Le mieux-être au travail prend désormais une tournure officielle. Les entreprises qui souhaitent que leur programme de santé du travail soit reconnu peuvent maintenant obtenir la certification «Entreprise en santé».

La norme avait été lancée officiellement l'an dernier par un organisme à but non lucratif, le Groupe de promotion pour la prévention en santé (GP2S). Mais avant de la rendre accessible, il fallait mettre au point un protocole d'évaluation des entreprises.

 

C'est chose faite. Depuis février, on peut se procurer la norme et un guide explicatif sur le site du Bureau de normalisation du Québec (BNQ).

Concrètement, elle reconnaîtra les actions des entreprises dans quatre sphères d'activité: les habitudes de vie du personnel, l'équilibre travail-vie personnelle, l'environnement de travail et les pratiques de gestion.

GP2S a entrepris une tournée du Québec pour mieux la faire connaître. Et son directeur général, Jean-François Lamarche, s'attend à ce que beaucoup d'entreprises se montrent intéressées.

«C'est avantageux de pouvoir se présenter comme entreprise en santé, pour attirer et garder la main-d'oeuvre dans le contexte de pénurie actuel, dit-il. D'autant plus que les jeunes générations de travailleurs attachent beaucoup d'importance aux avantages autres que le salaire.»

Rentable

Le Québec se situe devant la France, mais derrière les États-Unis et loin derrière les pays scandinaves pour les programmes de santé au travail, indique M. Lamarche.

Pourtant, chaque dollar dépensé dans un programme de santé du travail rapporte de 1,50$ à 3$ à l'entreprise, selon les études.

«Les bénéfices sont importants, dit Claudine Ducharme, consultante principale, Santé et productivité chez Watson Wyatt Worldwide. Cela diminue l'absentéisme, les coûts d'invalidité, le présentéisme et le taux de roulement. Et en plus, ça améliore la productivité et le climat de travail.»

L'objectif de GP2S est donc que toutes les entreprises québécoises aient un jour un programme de santé globale. Mais la vision de cet organisme, qui regroupe des entreprises, des fournisseurs et des associations du domaine de la santé, va plus loin. Ultimement, l'investissement dans des programmes de mieux-être rapporte non seulement aux employés et aux entreprises, mais aussi à la société.

«GP2S a été lancé par des gens d'affaires qui trouvaient que, comme société, on devrait arrêter de mettre tout notre argent dans la santé curative et qu'on devrait prévenir davantage, ajoute M. Lamarche. Or, le milieu de travail est l'endroit parfait pour éduquer les gens à la prévention.»

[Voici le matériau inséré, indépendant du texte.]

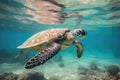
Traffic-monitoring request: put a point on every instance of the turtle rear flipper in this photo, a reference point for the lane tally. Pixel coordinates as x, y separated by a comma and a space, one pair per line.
79, 48
44, 56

Pour atteindre ses objectifs, GP2S a recruté de grandes entreprises déjà reconnues pour avoir une longueur d'avance dans les programmes de mieux-être des employés. On pense, entre autres, à Desjardins, à Lassonde, à Alcoa et à Hydro-Québec, qui ont contribué à évaluer la norme et à voir si elle tenait la route dans une grande entreprise.

«Ce qui nous intéresse, c'est le fait que de plus en plus de PME auront un cadre de référence pour implanter leurs programmes de santé, dit la docteure Danielle Laurier, directrice santé et sécurité à Hydro-Québec. Ainsi, nos sous-traitants seront mieux outillés.»

De là à dire que la norme sera un jour implantée à Hydro, il est encore trop tôt. «Pour le moment, la santé a déjà une place importante pour nous, dit Mme Laurier. Il est clair que nous allons utiliser la norme comme guide pour nous évaluer et nous améliorer, mais il est trop tôt pour dire si nous allons investir financièrement dans une certification.»

Car celle-ci n'est pas gratuite. «Le prix varie selon le nombre d'employés et le nombre de sites que possède l'entreprise, dit Jean Rousseau, directeur adjoint au BNQ. Pour une petite entreprise de 10 à 20 employés, le prix de base est autour de 2800$. Cela coûte légèrement moins cher que d'implanter une norme ISO 9001.»

Pas si compliqué

Les entreprises ne devraient pas voir la nouvelle norme comme trop complexe, croit Claudine Ducharme, qui a fait partie du comité d'élaboration. Pour une entreprise qui a déjà un programme de santé et de mieux-être, la marche ne devrait pas être trop haute.

«C'est facile à implanter, mais il faut y mettre le temps et les efforts, dit-elle. Cela vaut la peine d'être accompagné par une personne qui a les compétences pour nous aider, et on doit faire attention aux ressources qui nous offriront ces services.» Bon nombre de consultants ont d'ailleurs commencé à mettre leurs connaissances à jour en ce sens, indique Mme Ducharme.

«Tous les fournisseurs de services en programmes de santé aux entreprises ont déjà ajusté leur offre pour correspondre à la norme», dit Jean-François Lamarche.